I don't know what your school science is like, but there's a lot of high school curriculum that kind of beats the excitement out of it. Like my daughter had biology, my daughter is going to be in 11th grade, and it was really hard to watch her do biology. You know, she had a very nice teacher, but a lot of it's very crude and lots of memorizing. And science is just not that. So, you know, anything that students can do to see the fun. You know, science is really supposed to be fun. It's looking at stuff in the water, it's cutting things up and seeing what's inside, it's adding things and seeing what those things do.
Anya Sun
Yeah. So really just exploring your own interest.
Dr. Jocelyn Malamy
Exploring your own interests and trying to see the reality of those interests. Like what people in those areas are doing. These days you can see websites of every famous scientist that there is. So, you know, if you look around for scientists that are doing research in an area of interest, they'll have a one-page description of their research on their front page. There’s also something called iBio, which are YouTube videos with scientists introducing their own work and the stuff that's in their field. I bio it's called. And when I switched fields, I learned a lot from watching iBio videos. You know, they're the people that you would want to learn from, explaining the basics of their field. So, I mean that's another resource. High school students have access to all these great seminars by scientists.
Anya Sun
OK. And then for our final question, what advice would you give to other people who want to enter your career field?
Dr. Jocelyn Malamy
I would say that you know, in high school, it's out of your control really how much access you have to opportunities, but once you get to college, there's opportunities to do some sort of research with your science professors. If there is that opportunity, those are opportunities that you want to try and get. For people who go to schools that don't have any sort of research opportunities, there's summer internships and all sorts of programs that they can join and be paid for. So, there's lots of ways in which people can get a little bit of research experience in college. And that's tremendously important. There's very little you can learn in class that prepares you for what research is really like. So, just kind of getting in the lab even just as a helper, is probably the most important thing. It's also the thing that will allow you to get into Graduate School if that's the direction one is going.

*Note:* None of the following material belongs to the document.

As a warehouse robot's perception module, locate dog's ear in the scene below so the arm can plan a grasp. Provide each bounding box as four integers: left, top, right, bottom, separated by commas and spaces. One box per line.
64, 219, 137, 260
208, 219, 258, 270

You know, I was just talking to someone who had just graduated from Northwestern and wanted to get research positions, but she hadn't done any research in college. And you know, it can be tough to get that first job when you're out of college, but having any background at all gives you some credentials coming out of college to kind of make that next step.
Try to do some research in college. If you still like it, try and get a research technician position and work in a lab after college. If you still like it, go for Graduate School. If you still like it, keep on going. But I think that I would say on the other hand, research is long, slow, and not particularly lucrative. It's too hard if you don't love it. So, that's what I emphasize for people. It's too hard and too time consuming and it’s a long trajectory before you get a position. It’s not worth it if you don't like it. So, just try it and be honest with yourself. See if it really seems like something that you would want.
Anya Sun
Yeah. So, that's all the questions that we that I have for today and thank you so much for meeting with me.
Dr. Jocelyn Malamy
Sure, sure. I hope it was helpful. It's really nice that you have this organization.